A bench comprising Chief Justice D Y Chandrachud, Justice J B Pardiwla and Justice Manoj Misra, however, agreed to hear 10 petitions of the Bihar government against the Patna High Court verdict.
The top court, which did not even issue notices on the pleas, admitted the appeals for hearing and said the petitions would be listed in September.
Appearing for the state government, senior advocate Shyam Divan urged the bench to stay the high court order.

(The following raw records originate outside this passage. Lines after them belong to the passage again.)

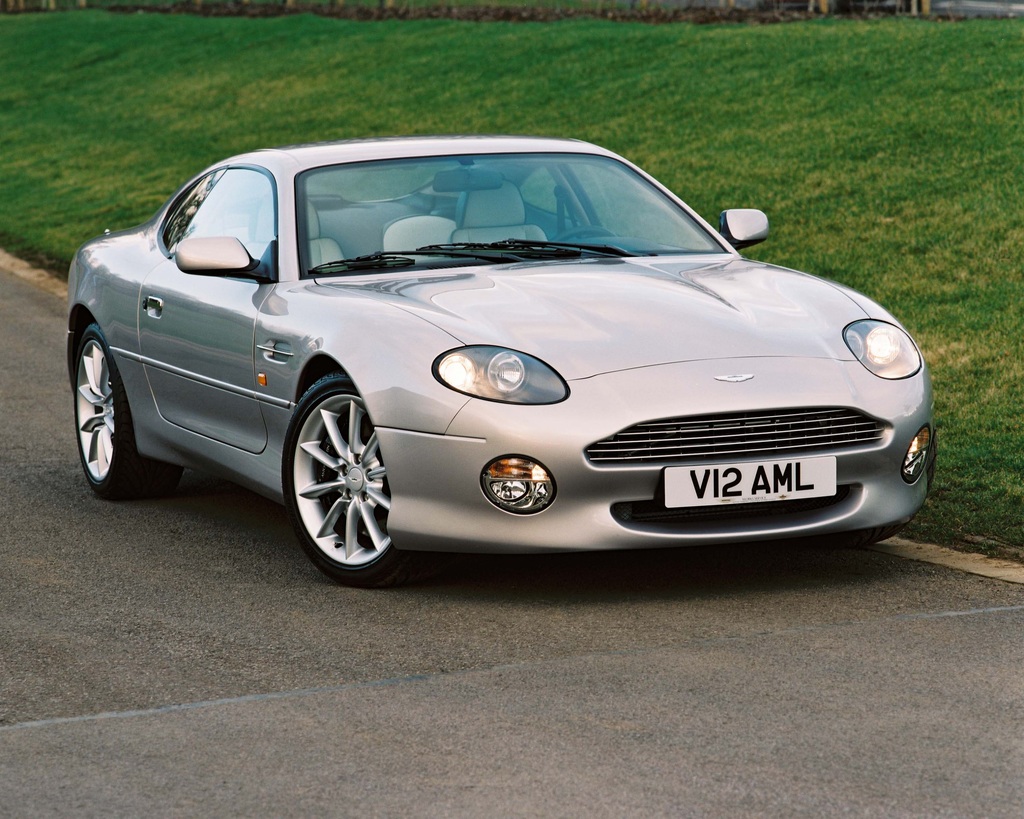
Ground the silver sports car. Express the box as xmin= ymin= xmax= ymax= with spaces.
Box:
xmin=68 ymin=136 xmax=935 ymax=587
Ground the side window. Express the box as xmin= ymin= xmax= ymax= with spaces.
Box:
xmin=164 ymin=168 xmax=278 ymax=259
xmin=164 ymin=171 xmax=224 ymax=251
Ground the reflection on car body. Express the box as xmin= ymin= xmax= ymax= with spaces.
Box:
xmin=68 ymin=137 xmax=935 ymax=586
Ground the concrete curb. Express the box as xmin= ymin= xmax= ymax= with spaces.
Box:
xmin=867 ymin=537 xmax=1024 ymax=585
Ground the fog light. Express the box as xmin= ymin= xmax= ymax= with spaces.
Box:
xmin=480 ymin=457 xmax=555 ymax=515
xmin=900 ymin=427 xmax=932 ymax=483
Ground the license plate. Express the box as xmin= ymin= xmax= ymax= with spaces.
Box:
xmin=665 ymin=456 xmax=836 ymax=508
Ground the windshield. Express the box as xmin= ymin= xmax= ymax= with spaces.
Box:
xmin=297 ymin=154 xmax=724 ymax=274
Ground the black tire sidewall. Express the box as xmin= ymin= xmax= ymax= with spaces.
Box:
xmin=281 ymin=374 xmax=408 ymax=588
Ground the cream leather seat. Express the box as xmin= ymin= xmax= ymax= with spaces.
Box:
xmin=452 ymin=182 xmax=547 ymax=242
xmin=306 ymin=203 xmax=345 ymax=268
xmin=384 ymin=216 xmax=455 ymax=251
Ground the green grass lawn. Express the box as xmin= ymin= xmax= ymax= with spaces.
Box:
xmin=0 ymin=11 xmax=1024 ymax=554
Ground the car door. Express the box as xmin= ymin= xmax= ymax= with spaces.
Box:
xmin=139 ymin=162 xmax=276 ymax=452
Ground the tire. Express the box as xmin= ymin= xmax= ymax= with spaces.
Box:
xmin=282 ymin=374 xmax=433 ymax=589
xmin=75 ymin=325 xmax=182 ymax=501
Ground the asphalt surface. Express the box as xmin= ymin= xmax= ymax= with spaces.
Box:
xmin=0 ymin=271 xmax=1024 ymax=817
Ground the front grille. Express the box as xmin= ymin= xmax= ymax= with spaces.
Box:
xmin=586 ymin=407 xmax=886 ymax=466
xmin=611 ymin=486 xmax=850 ymax=525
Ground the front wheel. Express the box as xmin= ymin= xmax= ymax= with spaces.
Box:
xmin=282 ymin=375 xmax=428 ymax=588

He referred to a similar case of Chhattisgarh and said the top court had stayed the order of the high court in that case.
Besides seeking a stay, Divan also sought the issuance of notices to the respondents, who had moved the high court against the enhanced quota limit.
"We will list the matter, but we will not grant any stay (on the HC verdict)... No interim relief granted at the present stage," the CJI said, without issuing the notices on the pleas.
Earlier, the state government had moved the top court against the judgement.
In its June 20 verdict, the high court declared that the amendments, passed unanimously by the state's bicameral legislature in November last year, were "ultra vires" of the Constitution, "bad in law" and "violative of the equality clause".
A division bench of the high court had allowed a bunch of petitions challenging the Bihar Reservation of Vacancies in Posts and Services (for Scheduled Castes, Scheduled Tribes and Other Backward Classes) (Amendment) Act, 2023 and the Bihar (in admission in educational institutions) Reservation (Amendment) Act, 2023, while "leaving the parties to suffer their respective costs".
In a detailed judgement running into 87 pages, the high court had made it clear that it saw "no extenuating circumstance enabling the state to breach" the 50-per cent cap on reservations laid down by the Supreme Court in the Indra Sawhney case.
"The state proceeded on the mere proportion of the population of different categories as against their numerical representation in government services and educational institutions," the high court had pointed out.
The amendments had followed a caste survey, which put the percentage of Other Backward Classes (OBC) and Extremely Backward Classes (EBC) at a staggering 63 per cent of the state's total population, while the SCs and STs were stated to have accounted for more than 21 per cent.
The exercise was undertaken by the Bihar government after the Centre expressed its inability to carry out a fresh headcount of castes other than the SCs and STs, which was last held as part of the 1931 Census.